Our study can facilitate the construction of an effective prediction tool for managers in the telecom sector to discover the underlying churn-risk customers which have a high probability of transferring to their competitors. Under such circumstances, the managers can take favorable measures to re-attract those underlying churners by promoting the dominant determinants revealed by this study through MI feature selection. Specifically, the decision makers can emphasize improving of the length of the service contract, means of charge, and customer service quality based on customer preferences, such as reducing the cost of fibre optic Internet connection, persuading customers who use month-to-month and two-year contracts to change into a one-year contract, checking the problem with the electronic payment method, paying attention to customers who call for help and providing incentives to attract customers with day charges. Thus, our study can assist managers in the telecom sector to build a good relationship with their customers and maintain a competitive advantage.

6. Conclusions and Future Research

Optimized ML procedures can be successful in extracting hidden information and reveal customer’s information, which could be quite useful in assisting decision makers. To apply ML models for practical problems of detecting the churn-risk customers in the telecom sector, their hyperparameters need to be tuned to fit specific datasets. In this study, RF optimized by GS HPO techniques has shown its superior abilities in predicting customer churn in telecom sectors, regardless of being tested on small or bigger datasets. RF is an extraordinary model to be optimized for solving class imbalance problems. Low-ratio undersampling works better with an RF classifier.

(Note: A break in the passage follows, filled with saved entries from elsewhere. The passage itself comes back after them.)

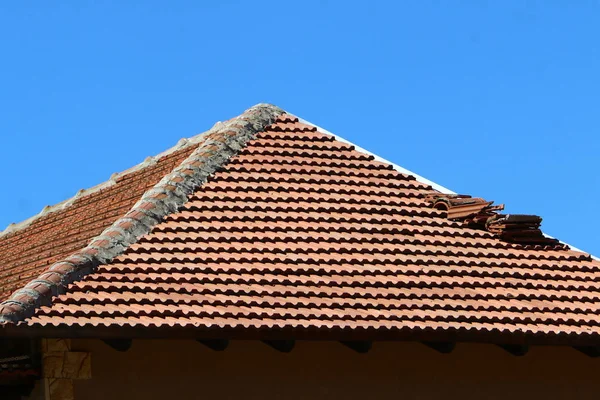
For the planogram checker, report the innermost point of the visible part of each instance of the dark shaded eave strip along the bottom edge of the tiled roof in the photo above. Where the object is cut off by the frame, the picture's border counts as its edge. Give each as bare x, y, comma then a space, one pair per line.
337, 333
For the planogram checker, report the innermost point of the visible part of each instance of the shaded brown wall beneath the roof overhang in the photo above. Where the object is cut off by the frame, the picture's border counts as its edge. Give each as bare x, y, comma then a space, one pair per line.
154, 369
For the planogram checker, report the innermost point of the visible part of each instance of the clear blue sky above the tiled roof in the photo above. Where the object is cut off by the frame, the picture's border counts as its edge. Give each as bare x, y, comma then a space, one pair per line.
498, 99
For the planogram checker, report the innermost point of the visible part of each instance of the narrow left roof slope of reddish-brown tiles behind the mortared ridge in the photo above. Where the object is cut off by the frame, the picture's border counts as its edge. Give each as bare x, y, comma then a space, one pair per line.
25, 253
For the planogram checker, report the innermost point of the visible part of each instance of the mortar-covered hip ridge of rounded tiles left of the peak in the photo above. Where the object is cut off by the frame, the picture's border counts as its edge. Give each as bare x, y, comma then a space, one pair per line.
217, 146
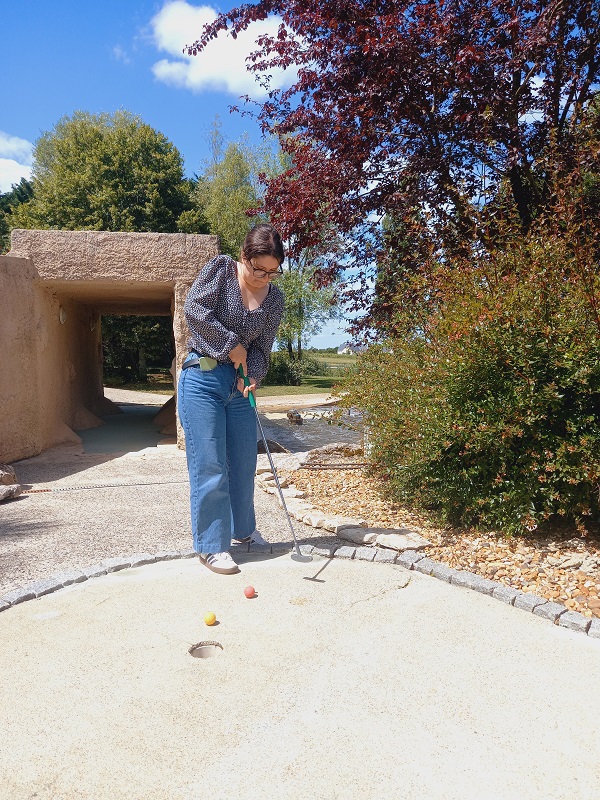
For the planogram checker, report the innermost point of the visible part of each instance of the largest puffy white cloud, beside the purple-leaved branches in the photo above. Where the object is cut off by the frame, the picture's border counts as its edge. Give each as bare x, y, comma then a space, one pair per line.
221, 66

The most critical factors captured by this study are: “Day charges,” “Account length,” “Customer service calls,” “Day minutes” (Dataset 1), “Contract month to month,” “Tenure,” “Contract two year,” “Internet connection fibre optic,” “Monthly charges,” “Total charges” and “Payment with electronic check” (Dataset 2). This gives insights to telecom company directors to understand areas that require customer retention campaigns. The telecom managers can prevent churn by considering some strategies like providing the facilities required, improving the quality of services and products, identifying the different needs of the consumers, and increasing customer responsiveness.

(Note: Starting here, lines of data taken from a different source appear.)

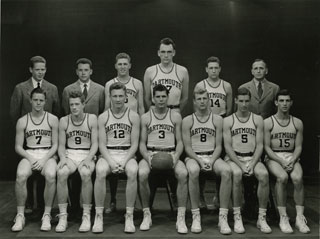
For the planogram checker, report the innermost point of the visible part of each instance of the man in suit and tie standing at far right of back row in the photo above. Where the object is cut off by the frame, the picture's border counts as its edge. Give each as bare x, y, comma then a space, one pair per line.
263, 91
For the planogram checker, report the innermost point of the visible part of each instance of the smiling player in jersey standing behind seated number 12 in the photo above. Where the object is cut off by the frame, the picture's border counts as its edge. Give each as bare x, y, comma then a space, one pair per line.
134, 101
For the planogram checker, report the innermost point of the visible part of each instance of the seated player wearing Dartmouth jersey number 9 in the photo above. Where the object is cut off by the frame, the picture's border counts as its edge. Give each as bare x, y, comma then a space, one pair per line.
78, 144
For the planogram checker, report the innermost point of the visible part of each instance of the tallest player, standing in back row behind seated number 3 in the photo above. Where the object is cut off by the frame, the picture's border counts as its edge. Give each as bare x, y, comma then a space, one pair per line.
169, 74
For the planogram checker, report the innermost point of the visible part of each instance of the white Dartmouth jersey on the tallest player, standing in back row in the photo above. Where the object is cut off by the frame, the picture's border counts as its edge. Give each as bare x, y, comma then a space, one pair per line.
171, 81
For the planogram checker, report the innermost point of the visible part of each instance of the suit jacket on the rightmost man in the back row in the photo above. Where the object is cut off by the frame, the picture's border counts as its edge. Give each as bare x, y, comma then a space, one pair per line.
263, 106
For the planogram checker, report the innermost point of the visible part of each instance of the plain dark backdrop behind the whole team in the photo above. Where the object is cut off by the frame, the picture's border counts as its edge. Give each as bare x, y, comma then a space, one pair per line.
284, 33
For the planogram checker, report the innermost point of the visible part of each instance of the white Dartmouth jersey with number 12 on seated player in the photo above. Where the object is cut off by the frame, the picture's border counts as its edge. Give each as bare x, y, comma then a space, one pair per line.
118, 129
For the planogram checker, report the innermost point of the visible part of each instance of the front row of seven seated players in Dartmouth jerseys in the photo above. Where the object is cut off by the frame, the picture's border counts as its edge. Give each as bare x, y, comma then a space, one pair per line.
160, 132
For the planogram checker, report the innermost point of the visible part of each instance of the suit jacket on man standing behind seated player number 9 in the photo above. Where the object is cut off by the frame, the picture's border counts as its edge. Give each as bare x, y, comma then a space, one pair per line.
94, 103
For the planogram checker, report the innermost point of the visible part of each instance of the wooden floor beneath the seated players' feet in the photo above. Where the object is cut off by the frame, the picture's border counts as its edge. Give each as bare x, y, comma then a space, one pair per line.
163, 219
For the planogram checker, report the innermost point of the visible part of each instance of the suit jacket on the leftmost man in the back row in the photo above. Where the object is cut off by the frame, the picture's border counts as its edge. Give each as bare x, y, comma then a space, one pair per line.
20, 99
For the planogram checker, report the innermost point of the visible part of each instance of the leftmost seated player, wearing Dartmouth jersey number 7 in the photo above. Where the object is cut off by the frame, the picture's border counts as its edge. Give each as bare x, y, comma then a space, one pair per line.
38, 130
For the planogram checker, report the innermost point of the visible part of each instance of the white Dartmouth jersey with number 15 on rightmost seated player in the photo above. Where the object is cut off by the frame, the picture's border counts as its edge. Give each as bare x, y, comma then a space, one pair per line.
283, 136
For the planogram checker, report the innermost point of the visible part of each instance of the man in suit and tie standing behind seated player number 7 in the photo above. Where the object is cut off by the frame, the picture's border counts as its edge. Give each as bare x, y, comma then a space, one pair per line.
20, 105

Future research could examine the RF-GS-LR model or other ML models for customer churn prediction on larger telecom datasets and other industries. Because the nature of the datasets will affect the performance of prediction models, a variety of telecom customer datasets from different countries with different volumes will be examined and compared. At the same time, more advanced optimization techniques such as different methods for data preprocessing, feature selection, and class balancing will be encouraged to test their adaptability and progressiveness in predicting customer churn in the telecom sector. In addition, researchers can design and conduct experiments with more novel and advanced ensemble and hybrid ML methods to achieve a higher prediction performance of customer churn in the telecom sector or other industries. More transparent and interpretable intelligent optimization algorithms and models can be experimented with to assist decision makers to better understand their customers’ needs and maintain a stronger customer relationship. It could also be a future research direction that combines ML methods with social science research methods to better serve the decision makers and practitioners in the telecom sector.

Data Availability

The data used to support the findings of this study are available from the corresponding authors upon request.

Conflicts of Interest

The authors declare that there are no conflicts of interest.

Acknowledgments

This work was supported by the Program for the Capacity Development of Shanghai Local Colleges (Grant no. 20050501900).